Low-Tech First Census

In those days, there was no form to fill out; marshals asked the questions and recorded the results in a multitude of notebooks or whatever bits of paper were handy. It took 18 months to count 3.9 million inhabitants. They recorded the number of free persons by sex and color, and slaves. Slaves were counted as three-fifths of a person, while Indians were not taxed and therefore excluded.


Evolution of the Census

With each new decade, the form and purpose of the census evolved somewhat:
  • Between 1790 and 1840 the number of census questions ballooned from six to over 70.
  • In 1850 Congress revised the process, including questions on national birth and occupation and establishing a Census Office.
  • After the Civil War, the Thirteenth Amendment abolished the three-fifths compromise.
  • The Fourteenth Amendment sought to use the census to enforce the enfranchisement of freed blacks. Adult male citizens who were denied voting rights would affect an individual state's representation.
  • The census of 1890 was the first to be tabulated by machine.
20th-Century Firsts

  • The 1920 census indicated that for the first time more Americans lived in cities than rural areas.
  • During the Great Depression of the 1930s, the census department began measuring unemployment and income.
  • The first non-defense computer was developed to tabulate the 1950 census.
  • In the 1962 Baker vs. Carr decision, the U.S. Supreme Court made its famous "one man one vote" ruling, requiring that legislative boundaries in each state must also contain equal populations.
  • Mail-in forms took precedence over door-to-door enumerators in 1970.
  • In January 1999, the Supreme Court ruled that statistical sampling—which allows for the estimation of certain populations, such as the homeless or minorities—could not be used to redistribute Congressional seats.
A Massive Undertaking

Employing some 860,000 temporary workers and costing $6 billion, Census 2000 is the largest peacetime mobilization of resources and personnel. Despite concerns that completing the count too quickly could affect accuracy, Census 2000 has generally gone relatively smoothly.
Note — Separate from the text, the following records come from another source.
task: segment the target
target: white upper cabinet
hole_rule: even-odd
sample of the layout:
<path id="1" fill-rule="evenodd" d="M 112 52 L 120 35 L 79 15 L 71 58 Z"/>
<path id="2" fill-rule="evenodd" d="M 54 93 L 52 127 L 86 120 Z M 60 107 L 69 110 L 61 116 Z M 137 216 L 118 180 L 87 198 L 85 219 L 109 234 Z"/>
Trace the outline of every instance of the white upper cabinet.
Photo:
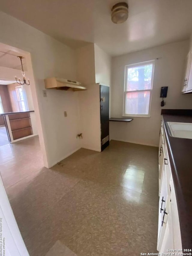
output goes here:
<path id="1" fill-rule="evenodd" d="M 185 62 L 184 76 L 182 89 L 183 93 L 192 92 L 192 61 L 191 51 L 190 51 L 187 55 Z"/>

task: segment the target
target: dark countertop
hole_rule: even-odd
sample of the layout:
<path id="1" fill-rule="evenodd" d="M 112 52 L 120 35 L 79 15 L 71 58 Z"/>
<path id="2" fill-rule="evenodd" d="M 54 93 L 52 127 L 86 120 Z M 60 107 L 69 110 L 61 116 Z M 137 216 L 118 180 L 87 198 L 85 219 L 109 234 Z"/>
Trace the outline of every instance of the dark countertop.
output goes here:
<path id="1" fill-rule="evenodd" d="M 177 203 L 183 249 L 192 247 L 192 139 L 172 137 L 166 122 L 192 123 L 192 115 L 162 114 Z"/>
<path id="2" fill-rule="evenodd" d="M 116 118 L 115 117 L 111 117 L 109 119 L 110 121 L 113 122 L 128 122 L 133 120 L 133 118 Z"/>
<path id="3" fill-rule="evenodd" d="M 29 110 L 28 111 L 21 111 L 20 112 L 8 112 L 0 114 L 0 116 L 5 116 L 5 115 L 13 115 L 14 114 L 20 114 L 21 113 L 27 113 L 29 112 L 34 112 L 34 110 Z"/>

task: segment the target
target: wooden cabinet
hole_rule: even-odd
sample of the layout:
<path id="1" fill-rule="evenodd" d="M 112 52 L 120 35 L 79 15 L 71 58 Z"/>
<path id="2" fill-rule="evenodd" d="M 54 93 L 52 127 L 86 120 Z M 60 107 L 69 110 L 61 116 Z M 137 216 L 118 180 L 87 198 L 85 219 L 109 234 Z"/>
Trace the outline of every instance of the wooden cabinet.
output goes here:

The Census Bureau expects the state population count to be completed by Dec. 31, 2000. The population of a given state or municipality is the basis for the distribution of an estimated $185 billion in federal funds, for everything from schools, highway and mass transit, aid to the elderly, and hospitals, to name a few.

Officials reported that 67% of the 120 million families in the U.S.—2% more than in 1990—had returned their forms by the April 17 deadline. By early July, census workers had either counted or declared vacant the 42 million housing units that did not return a questionnaire in the mail.

In an effort to reach everyone, Census 2000 used forms printed in six languages: English, Spanish, Korean, Chinese, Vietnamese, Tagalog, spoken in the Philippines.

Race & Ethnicity Data

The federal government also relies on race and ethnicity data collected by the census to determine whether states and municipalities are in compliance with Voting Rights Act of 1964.

Racial information will include 63 categories of race in combination with various Hispanic designations, making a total of 126 acknowledged racial identities.

In response to critics who charge that too much attention is paid to racial categorizing, officials point out that all censuses since the first survey in 1790 have included a question on race.